Anna Politkovskaya was decorated with the Participant in Battles Medal for her work in the field. In addition to other awards, Anna Politkovskaya received the 2000 Golden Pen Award from the Russian Union of Journalists, the Freedom of Expression Award of the Index on Censorship, the IWMF Courage in Journalism Award, and the OSCE Prize for Journalism and Democracy.
Sunday, October 15, 2006
Politkovskaya's body was discovered in her Moscow apartment building with bullets in her head and chest, a Makarov pistol tossed at her feet. Her killing at age 48 came two months after she wrote this previously unpublished essay for "Another Sky," an English PEN book forthcoming from Profile Books in 2007.

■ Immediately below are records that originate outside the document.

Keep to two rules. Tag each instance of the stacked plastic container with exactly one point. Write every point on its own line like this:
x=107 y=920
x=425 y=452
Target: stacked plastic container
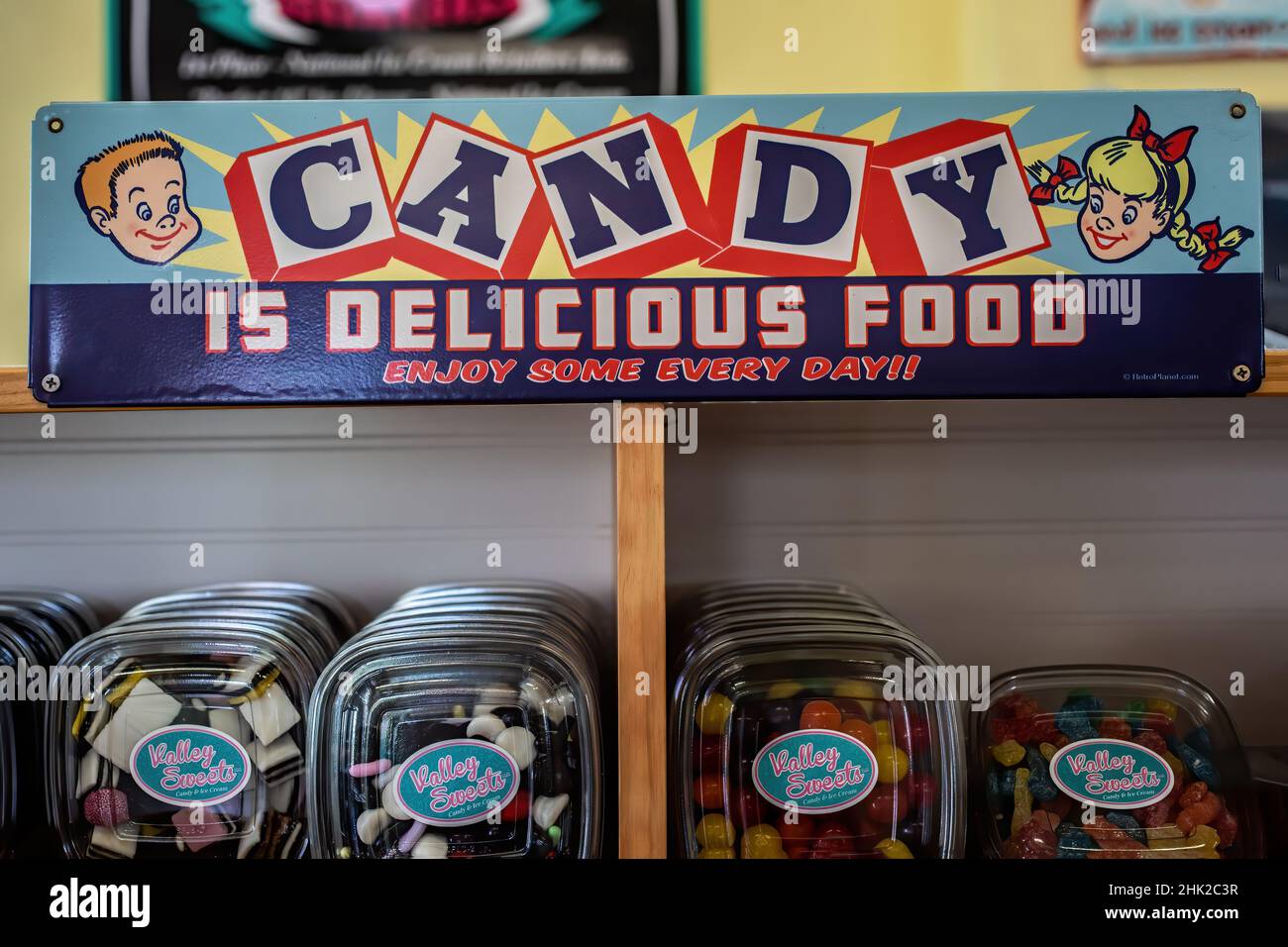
x=1109 y=762
x=463 y=722
x=37 y=626
x=785 y=745
x=189 y=738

"So what is the crime that has earned me this label of not being "one of us"? I have merely reported what I have witnessed, no more than that. I have written and, less frequently, I have spoken. I am even reluctant to comment, because it reminds me too much of the imposed opinions of my Soviet childhood and youth. It seems to me that our readers are capable of interpreting what they read for themselves. That is why my principal genre is reportage, sometimes, admittedly, with my own interjections. I am not an investigating magistrate but somebody who describes the life around us for those who cannot see it for themselves, because what is shown on television and written about in the overwhelming majority of newspapers is emasculated and doused with ideology. People know very little about life in other parts of their own country, and sometimes even in their own region."